By exploring  the foundations of CLT, it has been shown that levels of construal are affected through different domains of psychological distance – such as time, space, social, and hypothetical – that alter individual perception and factors associated with decision making (Wakslak, Liberman, and Trope 2006; Malkoc, Zauberman, and Bettman 2010). In relation to dating apps, the use of a computer-mediated-communication platform (Finkel et al. 2012) on a smartphone creates an increase in spatial and social distance, and therefore a higher level of construal.

Additionally, different weightings are given to different objects depending on the level of psychological distance concerning their attributes. Through a series of 5 different choice experiments targeting pre, intra, and post decision making, Lu, Xie, and Xu (2012) found that concerns of desirability receive a greater weighting over more feasible attributes as psychological distance increases, consistent with past research into CLT (Todorov, Green, and Trope 2007).

This impression highlights that when individuals make choices on dating platforms – with greater psychological distance – more desirable features such as looks and physical attributes are emphasized over their feasible counterparts including personality and other deeper individual differences. Consequentially, this may lead to choices being made based on incomplete evidence of the whole individual, potentially leading to sub-optimal outcomes such as regret after a date, contributing to future communications or long-term intimacies breaking down.


By discussing two potential behavioral mechanisms that play a role in emotional decision making, what can be done to try and mitigate these biases? One recommendation worthy of exploration would be to integrate methods of improving the level of information given to users.

The concept of salience is widely used in the world of behavioral science (Behavioral Insights Team. 2014), and could be applied to this domain by utilizing personality and compatibility tests. With this notion, Piasecki and Hanna (2011) propose an alteration to defining the paradox of choice to a lack of meaningful choices instead of the volume of choices leading to negative outcomes.

Providing a salient personality or compatibly score may allow for some potential matches to be more meaningful due to the initial perception that the two users are well suited to each other, allowing users to better allocate their time to candidates more likely to produce positive emotional outcomes, filtering down the pool of choice, and the paradox. Likewise, looking at matches on a personality / compatibility basis lends the user to be considering more feasible factors over the desirable, potentially altering behavior through different levels of construal.

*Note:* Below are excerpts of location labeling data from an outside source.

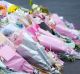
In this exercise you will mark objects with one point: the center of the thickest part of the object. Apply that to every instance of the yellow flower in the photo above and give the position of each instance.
(12, 8)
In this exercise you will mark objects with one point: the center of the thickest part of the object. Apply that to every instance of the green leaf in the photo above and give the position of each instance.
(30, 2)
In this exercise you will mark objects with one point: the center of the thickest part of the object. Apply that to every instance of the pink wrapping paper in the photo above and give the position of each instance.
(14, 61)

Taking this idea further, it has recently been announced that the dating platform Badoo is set to scrap the mainstream swipe-interface for the use of a live stream feature, called Badoo Live (Lomas, 2018). Based on a survey of 5,000 users aged 18 – 30, Badoo found that the widely common swiping interface and use of photos lacks the “real” experience that is ascertained from a real-life scenarios (Peat, 2018).

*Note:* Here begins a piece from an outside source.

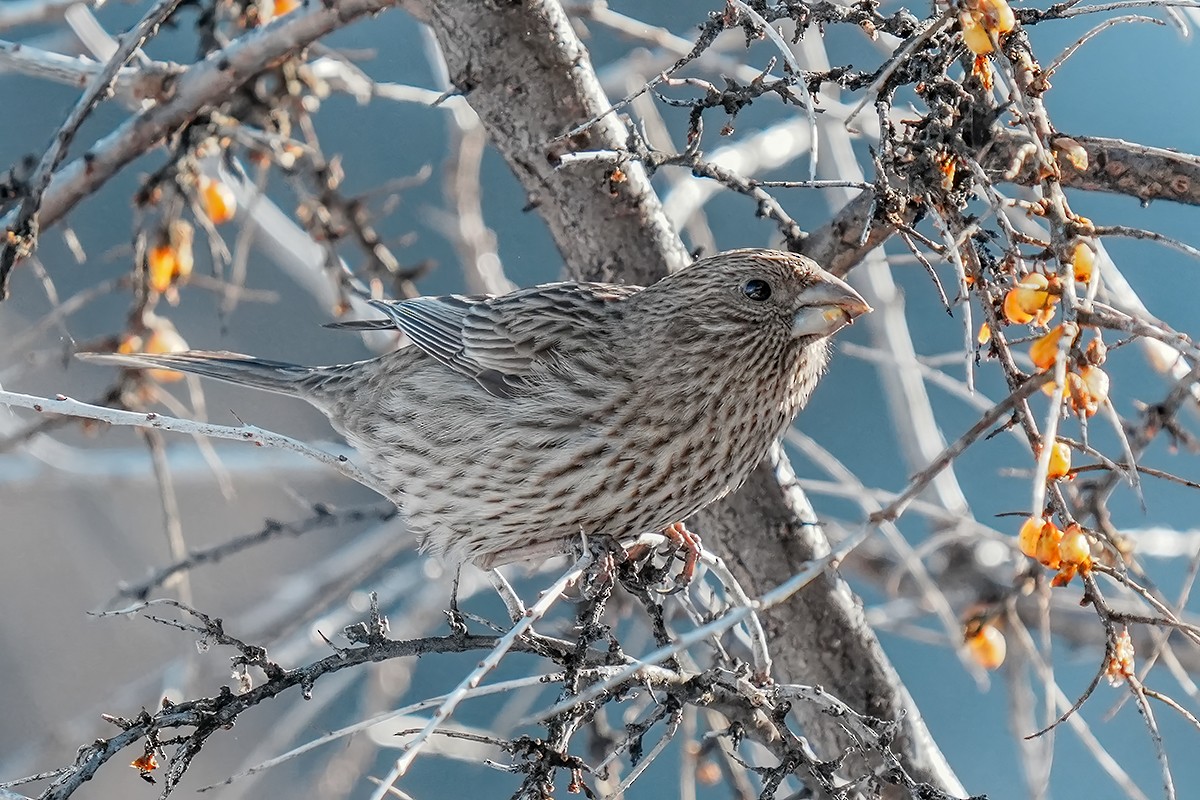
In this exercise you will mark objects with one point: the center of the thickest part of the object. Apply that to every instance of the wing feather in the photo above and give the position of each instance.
(503, 341)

By adding these features, Badoo has taken the first step into overcoming the current barriers to positive emotional outcomes on dating apps. The use of the live stream feature reduces the psychological distance of matches with the face-to-face communication, providing a better platform for meaningful and genuine conversations that are not over a series of texts.


The AI Governance Challenge


In conclusion, despite being highly convenient, dating apps can easily result in ill-advised romantic decisions due to a cognitive overload of options and abstract thinking which produce choice inconsistencies between a screen and reality. Despite concerns being raised of the apps impact on mental well-being, time is a finite resource, and these dating apps can provide a solid platform for meeting new people in a world where loneliness is a pressing social concern.

As seen with the recent innovations from the platform Badoo, changes are being made to try and replicate face-to-face meetings of the past. Ultimately, one may expect these technological advances to give rise for a virtual reality interface, where dates can be had in virtual space, recreating a face to face scenario on the go or in the comfort of the home.